在疫情下,私营院舍如何处理长者的复康治疗?曾纪南指疫情下服务是否继续,每间院舍的安排都不同,皆因物理、职业及言语治疗师均不属于院舍常设人手。以他了解,大多私营院舍因资源有限,不会聘请治疗师驻守院内,而是外购复康治疗服务,这些服务在2月疫情爆发前大多可维持最少两星期一次,但疫情后大多服务提供者或院舍选择暂停,亦有院舍本来并无提供外展复康治疗。疫情下,除了医管局辖下医护外,较少外展治疗服务继续运行,加上社署在2019年2月推行的“安老院舍外展专业服务”试验计划亦停摆了,长者的康复进度大受影响。
外展医生:不应“一刀切”探访服务
公共医疗医生协会会长马仲仪认为,政府不应“一刀切”停止所有探访服务,更不应暂停复康治疗。她解释,现时全港住院长者中,近八成均是入住私营院舍。有别于人手、资源充裕、职员服务专业的津助院舍,私营院舍服务参差,除了一直存在的硬件、环境问题,饮食上亦未能提供足够营养,院舍员工未能照顾到长者的情绪需要,故此家属探访变得尤其重要:
坦白说香港安老院系生活、心理、身体照顾只是达到基本标准,现在(疫情下)是连最基本的服务也变更差。
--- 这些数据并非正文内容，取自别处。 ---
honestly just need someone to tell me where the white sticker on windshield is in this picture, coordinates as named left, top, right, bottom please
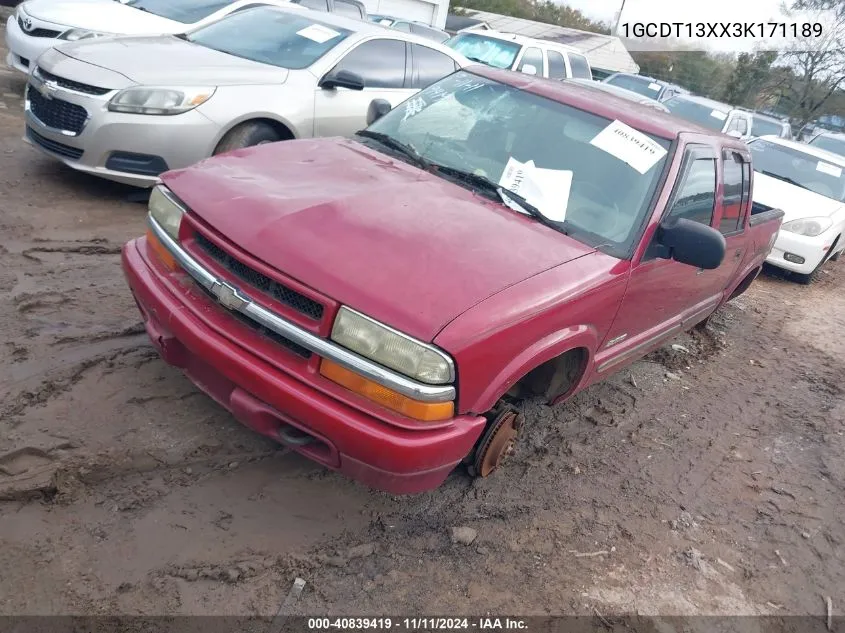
left=710, top=109, right=728, bottom=121
left=296, top=24, right=341, bottom=43
left=403, top=96, right=426, bottom=120
left=648, top=82, right=661, bottom=91
left=816, top=161, right=842, bottom=178
left=498, top=156, right=572, bottom=222
left=589, top=119, right=668, bottom=175
left=379, top=19, right=392, bottom=25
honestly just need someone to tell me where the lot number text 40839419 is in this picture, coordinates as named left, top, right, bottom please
left=307, top=618, right=528, bottom=630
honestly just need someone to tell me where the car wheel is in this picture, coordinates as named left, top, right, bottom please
left=213, top=121, right=284, bottom=155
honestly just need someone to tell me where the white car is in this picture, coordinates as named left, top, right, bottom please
left=5, top=0, right=299, bottom=74
left=747, top=135, right=845, bottom=282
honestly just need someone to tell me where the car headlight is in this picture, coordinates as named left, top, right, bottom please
left=148, top=185, right=184, bottom=240
left=108, top=86, right=216, bottom=115
left=331, top=307, right=454, bottom=384
left=59, top=28, right=108, bottom=41
left=781, top=217, right=832, bottom=237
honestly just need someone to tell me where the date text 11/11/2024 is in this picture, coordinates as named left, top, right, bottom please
left=307, top=618, right=528, bottom=630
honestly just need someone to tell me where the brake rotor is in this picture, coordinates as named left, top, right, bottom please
left=473, top=408, right=524, bottom=478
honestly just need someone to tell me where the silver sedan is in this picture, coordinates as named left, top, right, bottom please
left=23, top=5, right=469, bottom=187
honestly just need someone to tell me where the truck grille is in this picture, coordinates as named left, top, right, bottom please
left=35, top=67, right=112, bottom=96
left=27, top=89, right=88, bottom=135
left=18, top=17, right=61, bottom=38
left=194, top=232, right=325, bottom=321
left=196, top=285, right=312, bottom=359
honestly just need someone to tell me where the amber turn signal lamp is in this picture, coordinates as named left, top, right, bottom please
left=319, top=359, right=454, bottom=422
left=146, top=228, right=178, bottom=271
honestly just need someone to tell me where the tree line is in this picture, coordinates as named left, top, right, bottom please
left=453, top=0, right=845, bottom=129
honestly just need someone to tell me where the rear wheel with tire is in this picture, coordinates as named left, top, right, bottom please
left=213, top=121, right=285, bottom=155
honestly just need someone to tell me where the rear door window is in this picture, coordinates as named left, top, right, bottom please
left=546, top=50, right=568, bottom=80
left=411, top=43, right=458, bottom=89
left=567, top=52, right=591, bottom=79
left=719, top=151, right=745, bottom=234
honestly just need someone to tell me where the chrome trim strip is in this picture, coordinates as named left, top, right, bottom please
left=147, top=215, right=456, bottom=404
left=596, top=324, right=683, bottom=373
left=336, top=306, right=456, bottom=384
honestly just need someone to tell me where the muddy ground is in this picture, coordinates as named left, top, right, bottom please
left=1, top=40, right=843, bottom=623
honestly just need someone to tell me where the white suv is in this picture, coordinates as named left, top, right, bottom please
left=445, top=30, right=592, bottom=80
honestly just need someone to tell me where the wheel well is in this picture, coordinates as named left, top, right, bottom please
left=728, top=266, right=761, bottom=301
left=215, top=117, right=296, bottom=152
left=508, top=347, right=588, bottom=403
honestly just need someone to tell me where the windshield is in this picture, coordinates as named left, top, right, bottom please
left=748, top=138, right=845, bottom=201
left=187, top=7, right=350, bottom=69
left=446, top=33, right=521, bottom=69
left=751, top=117, right=785, bottom=138
left=605, top=74, right=663, bottom=98
left=663, top=97, right=728, bottom=131
left=810, top=134, right=845, bottom=158
left=125, top=0, right=232, bottom=24
left=365, top=71, right=672, bottom=256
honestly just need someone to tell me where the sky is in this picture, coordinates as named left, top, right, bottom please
left=560, top=0, right=810, bottom=53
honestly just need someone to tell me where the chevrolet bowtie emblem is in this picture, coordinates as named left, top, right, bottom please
left=211, top=281, right=248, bottom=311
left=38, top=80, right=57, bottom=100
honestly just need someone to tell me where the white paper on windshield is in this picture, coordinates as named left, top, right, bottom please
left=498, top=157, right=572, bottom=222
left=710, top=109, right=728, bottom=121
left=589, top=119, right=668, bottom=175
left=379, top=19, right=392, bottom=25
left=816, top=161, right=843, bottom=178
left=648, top=82, right=661, bottom=91
left=296, top=24, right=341, bottom=43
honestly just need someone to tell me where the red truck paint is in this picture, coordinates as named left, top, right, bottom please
left=122, top=67, right=783, bottom=493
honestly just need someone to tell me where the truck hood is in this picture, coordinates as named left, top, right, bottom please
left=753, top=172, right=845, bottom=222
left=25, top=0, right=180, bottom=33
left=163, top=139, right=596, bottom=342
left=55, top=36, right=289, bottom=86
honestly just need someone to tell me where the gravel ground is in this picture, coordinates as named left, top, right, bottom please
left=0, top=38, right=843, bottom=624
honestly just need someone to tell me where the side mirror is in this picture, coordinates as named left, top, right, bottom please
left=520, top=64, right=538, bottom=76
left=320, top=69, right=365, bottom=91
left=366, top=98, right=392, bottom=125
left=658, top=218, right=726, bottom=270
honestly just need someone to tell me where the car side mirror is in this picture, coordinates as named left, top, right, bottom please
left=658, top=218, right=726, bottom=270
left=520, top=64, right=537, bottom=76
left=366, top=98, right=392, bottom=125
left=320, top=69, right=365, bottom=91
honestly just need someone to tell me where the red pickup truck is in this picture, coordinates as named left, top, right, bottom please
left=122, top=68, right=783, bottom=494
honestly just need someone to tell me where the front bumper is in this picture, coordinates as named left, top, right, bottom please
left=765, top=228, right=836, bottom=274
left=121, top=235, right=486, bottom=494
left=5, top=15, right=54, bottom=73
left=23, top=75, right=221, bottom=187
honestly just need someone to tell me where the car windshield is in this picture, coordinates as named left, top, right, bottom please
left=748, top=138, right=845, bottom=201
left=810, top=134, right=845, bottom=158
left=125, top=0, right=232, bottom=24
left=187, top=7, right=351, bottom=69
left=605, top=74, right=662, bottom=98
left=365, top=71, right=672, bottom=256
left=445, top=33, right=521, bottom=69
left=663, top=97, right=728, bottom=131
left=751, top=117, right=785, bottom=138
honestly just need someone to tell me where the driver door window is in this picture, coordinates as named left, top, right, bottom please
left=727, top=115, right=748, bottom=136
left=314, top=39, right=411, bottom=138
left=516, top=47, right=543, bottom=75
left=667, top=158, right=716, bottom=226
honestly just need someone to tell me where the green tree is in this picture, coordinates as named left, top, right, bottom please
left=721, top=52, right=778, bottom=107
left=454, top=0, right=610, bottom=33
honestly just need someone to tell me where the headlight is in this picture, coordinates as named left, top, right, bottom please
left=331, top=307, right=454, bottom=384
left=108, top=86, right=216, bottom=115
left=148, top=185, right=184, bottom=240
left=59, top=28, right=108, bottom=41
left=781, top=217, right=832, bottom=237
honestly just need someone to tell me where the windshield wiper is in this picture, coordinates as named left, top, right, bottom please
left=355, top=130, right=430, bottom=170
left=432, top=164, right=566, bottom=233
left=465, top=56, right=488, bottom=64
left=760, top=170, right=813, bottom=192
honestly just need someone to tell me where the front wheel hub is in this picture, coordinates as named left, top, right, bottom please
left=473, top=407, right=524, bottom=477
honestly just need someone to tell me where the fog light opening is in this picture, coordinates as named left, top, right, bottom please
left=783, top=252, right=805, bottom=265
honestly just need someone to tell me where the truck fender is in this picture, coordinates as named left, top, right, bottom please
left=470, top=325, right=598, bottom=414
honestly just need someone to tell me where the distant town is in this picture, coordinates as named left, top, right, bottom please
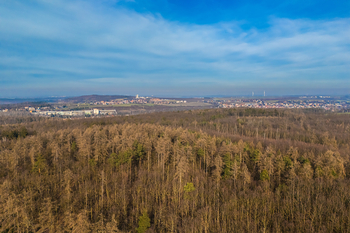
left=214, top=96, right=348, bottom=111
left=1, top=95, right=350, bottom=117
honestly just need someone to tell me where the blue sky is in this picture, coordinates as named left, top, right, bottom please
left=0, top=0, right=349, bottom=97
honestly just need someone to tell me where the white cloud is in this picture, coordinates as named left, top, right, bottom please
left=0, top=0, right=349, bottom=97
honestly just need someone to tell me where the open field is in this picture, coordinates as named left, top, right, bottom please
left=160, top=102, right=212, bottom=107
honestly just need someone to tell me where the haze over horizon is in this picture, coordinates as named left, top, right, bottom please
left=1, top=0, right=350, bottom=98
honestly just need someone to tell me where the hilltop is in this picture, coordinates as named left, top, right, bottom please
left=63, top=95, right=134, bottom=103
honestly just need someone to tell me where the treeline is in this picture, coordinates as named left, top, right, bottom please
left=1, top=109, right=350, bottom=232
left=2, top=108, right=350, bottom=148
left=7, top=108, right=349, bottom=148
left=0, top=114, right=40, bottom=125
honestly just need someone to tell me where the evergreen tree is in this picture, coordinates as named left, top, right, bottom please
left=136, top=210, right=151, bottom=233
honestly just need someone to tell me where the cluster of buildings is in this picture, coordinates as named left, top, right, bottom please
left=34, top=108, right=117, bottom=117
left=92, top=97, right=148, bottom=105
left=218, top=99, right=349, bottom=111
left=91, top=96, right=187, bottom=106
left=2, top=107, right=117, bottom=117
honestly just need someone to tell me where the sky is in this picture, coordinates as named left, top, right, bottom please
left=0, top=0, right=349, bottom=98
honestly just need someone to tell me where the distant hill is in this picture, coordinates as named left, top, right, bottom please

马仲仪指,曾见过部分津助院舍提供iPad,让长者及家属透过视讯沟通,缓解长者的苦闷与不快,但一般私营院舍没有这些资源。她又指,即使院舍提供视讯通话工具,始终难以取代亲人在旁,例如认知障碍症治疗以面对面沟通的效果较好。探访服务暂停,没有家人协助训练,言语治疗被迫停止,马仲仪恐一般患有认知障碍症的长者病情或会加重,她强调:“科技不可完全代替一切。”
她建议订立合理的探访规则,例如考虑院舍是否有确诊个案、追踪长者及家属的旅游纪录等;家属探访时,必须控制人流,并安排独立空间,尽量降低风险。她强调有必要关注及检讨整体住院长者生活质素,她慨叹道:
整体安老服务需要更多人性,在收费最便宜的安老院舍里我感受不到长者被视作人般看待,现在疫情更像是踩多两脚。